Quando è uscito in sala, dopo l’anteprima alla Quinzaine di Cannes, La storia della Principessa Splendente (2013) ha affermato un nuovo passaggio nella poetica dello studio Ghibli, e in quella del suo autore, che ne è stato il co-fondatore insieme a Miyazaki, Isao Takahata di cui sarà l’ultimo film – muore nel 2018. Takahata aveva già pensato di lavorare sull’antica fiaba giapponese, molto popolare nel Sol Levante del Tagliatore di bambù anni prima, un progetto che non si era mai realizzato, e di cui l’autore del magnifico La tomba delle lucciole riprendendolo in mano propone una lettura concentrata sulle relazioni di Kaguya – il nome giapponese della Principessa Splendente – col mondo degli umani e su cosa la sua presenza «magica» provoca nei sentimenti di chi le sta accanto.

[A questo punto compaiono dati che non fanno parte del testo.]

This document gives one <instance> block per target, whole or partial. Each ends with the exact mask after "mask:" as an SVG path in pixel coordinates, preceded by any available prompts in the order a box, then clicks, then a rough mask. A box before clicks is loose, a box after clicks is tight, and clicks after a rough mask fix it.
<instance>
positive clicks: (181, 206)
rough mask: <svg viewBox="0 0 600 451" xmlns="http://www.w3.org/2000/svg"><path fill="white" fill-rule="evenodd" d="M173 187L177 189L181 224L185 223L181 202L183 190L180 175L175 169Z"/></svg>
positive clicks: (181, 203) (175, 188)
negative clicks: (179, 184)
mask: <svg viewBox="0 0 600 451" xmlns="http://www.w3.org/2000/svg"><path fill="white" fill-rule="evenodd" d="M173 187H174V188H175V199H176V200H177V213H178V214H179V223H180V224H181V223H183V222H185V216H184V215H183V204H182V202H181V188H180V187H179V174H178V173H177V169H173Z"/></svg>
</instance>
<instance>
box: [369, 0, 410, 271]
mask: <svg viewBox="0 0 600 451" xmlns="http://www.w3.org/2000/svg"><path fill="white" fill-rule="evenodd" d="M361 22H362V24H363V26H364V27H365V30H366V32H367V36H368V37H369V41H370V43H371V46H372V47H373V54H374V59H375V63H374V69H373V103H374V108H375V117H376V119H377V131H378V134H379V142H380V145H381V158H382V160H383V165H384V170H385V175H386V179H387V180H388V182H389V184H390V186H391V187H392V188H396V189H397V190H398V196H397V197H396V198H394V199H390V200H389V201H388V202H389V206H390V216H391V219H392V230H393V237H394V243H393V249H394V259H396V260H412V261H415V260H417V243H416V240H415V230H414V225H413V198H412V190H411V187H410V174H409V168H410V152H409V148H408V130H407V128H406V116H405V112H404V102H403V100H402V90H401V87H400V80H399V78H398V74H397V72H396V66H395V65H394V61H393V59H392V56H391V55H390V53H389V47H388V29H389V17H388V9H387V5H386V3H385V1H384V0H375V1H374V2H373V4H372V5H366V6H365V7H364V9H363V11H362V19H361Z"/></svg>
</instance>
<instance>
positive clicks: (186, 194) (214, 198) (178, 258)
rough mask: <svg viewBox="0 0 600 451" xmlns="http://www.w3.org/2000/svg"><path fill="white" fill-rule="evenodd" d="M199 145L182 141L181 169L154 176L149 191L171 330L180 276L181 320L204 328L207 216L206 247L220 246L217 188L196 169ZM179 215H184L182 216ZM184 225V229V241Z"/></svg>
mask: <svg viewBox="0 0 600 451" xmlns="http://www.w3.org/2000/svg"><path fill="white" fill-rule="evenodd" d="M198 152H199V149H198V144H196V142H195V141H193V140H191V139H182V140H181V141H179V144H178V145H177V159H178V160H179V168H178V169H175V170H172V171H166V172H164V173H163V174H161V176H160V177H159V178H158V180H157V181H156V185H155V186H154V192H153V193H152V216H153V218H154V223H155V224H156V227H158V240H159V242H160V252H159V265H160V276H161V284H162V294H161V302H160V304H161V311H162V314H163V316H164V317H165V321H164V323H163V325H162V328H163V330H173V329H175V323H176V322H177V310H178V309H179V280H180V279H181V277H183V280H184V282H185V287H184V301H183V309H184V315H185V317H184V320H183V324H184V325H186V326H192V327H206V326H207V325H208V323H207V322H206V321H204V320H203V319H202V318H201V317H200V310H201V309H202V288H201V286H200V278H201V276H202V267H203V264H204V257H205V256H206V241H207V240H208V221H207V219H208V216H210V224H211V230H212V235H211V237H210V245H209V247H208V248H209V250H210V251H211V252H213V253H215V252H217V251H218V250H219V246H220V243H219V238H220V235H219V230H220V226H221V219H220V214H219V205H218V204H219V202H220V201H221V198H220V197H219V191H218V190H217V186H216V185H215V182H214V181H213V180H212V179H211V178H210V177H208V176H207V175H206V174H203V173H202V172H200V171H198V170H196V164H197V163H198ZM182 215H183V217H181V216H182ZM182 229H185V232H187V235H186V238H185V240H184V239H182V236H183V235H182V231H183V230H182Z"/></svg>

La storia della Principessa Splendente – che torna in sala fino al 31 luglio nell’ambito della rassegna Un mondo di sogni animati con Lucky Red, un’opera magnifica, merita una visione su grande schermo – è quella di una creatura che arriva sul nostro pianeta dalla Luna. A trovarla, minuscola e circondata di luce in una canna di bambù è un anziano taglialegna, e visto che lui e la moglie non hanno figli decidono di prenderla con sé. Lei si trasforma in una neonata, poi inizia a crescere rapidamente, impara subito il lavoro nei campi, aiuta i genitori e vive felice nella comunità del piccolo villaggio insieme all’amico «fratellone», un ragazzino che la guida nella sua nuova vita. Un giorno il taglialegna trova nel bambù dell’oro e si convince che quell’adolescente bellissima deve vivere non in campagna ma in città e in una situazione che corrisponda alla sua nobiltà. Ormai ragazza Kaguya ha molti corteggiatori e la sua fama arriva sino all’imperatore, ma lei non vuole essere moglie né nobildonna, e chiusa in quel nuovo e sontuoso palazzo dove si sono trasferiti è sempre più infelice fino a capire che il suo destino non potrà mai essere lì. Takahata ha lavorato al film per otto anni, fra molte difficoltà e un budget che è continuato a crescere, scegliendo per l’animazione – tutto è disegnato a mano – linee non finite, paesaggi acquarellati, specie nella prima parte, e soggetti che si fondono gli uni negli altri. La stessa Principessa ha un segno sfuggente, quasi a dirne l’enigma e insieme le molte sfumature della personalità sospesa fra pensieri e desideri, effimera come quell’infanzia gioiosa che ha vissuto per un tempo troppo breve, unita alla natura, al suo respiro, ai suoi ritmi a cui sente di appartenere prima che tutto fosse complicato.

«HO LETTO questo testo molte volte, ma non mi interessava adattarlo né cercare di attualizzarlo. In Giappone è molto conosciuto, per questo ho cercato di proporne un’interpretazione che si allontanasse dalla visione generale, provando a capire le domande che pone» diceva Takahata in una intervista al quotidiano «Liberation» ai tempi della proiezione a Cannes. Che almeno nel film riguardano soprattutto il rapporto fra maschile e femminile, a cominciare dalla figura del padre, che si trasforma nell’ambizione – pur resa come sempre senza un netto giudizio – della scalata sociale. Sarà proprio Kaguya, che cerca di assecondarlo, a renderla visibile sul suo corpo costretto nelle regole culturali e sociali dell’aristocrazia imperiale che la privano di libertà, cancellano il suo volto nel bianco del trucco, le anneriscono i denti come da trucco imposto chiudendola dietro un paravento dal quale comunica coi molti aspiranti mariti.

Nel soffocante insieme di regole il fantastico si spegne, viene ingabbiato in un tratto che dall’acquerello passa alla materialità delle matite, in scelte formali che guardano alle risorse dell’animazione più classica. E la meraviglia di qualcosa che poteva essere si perde per sempre, sulla Terra non c’è spazio per questo.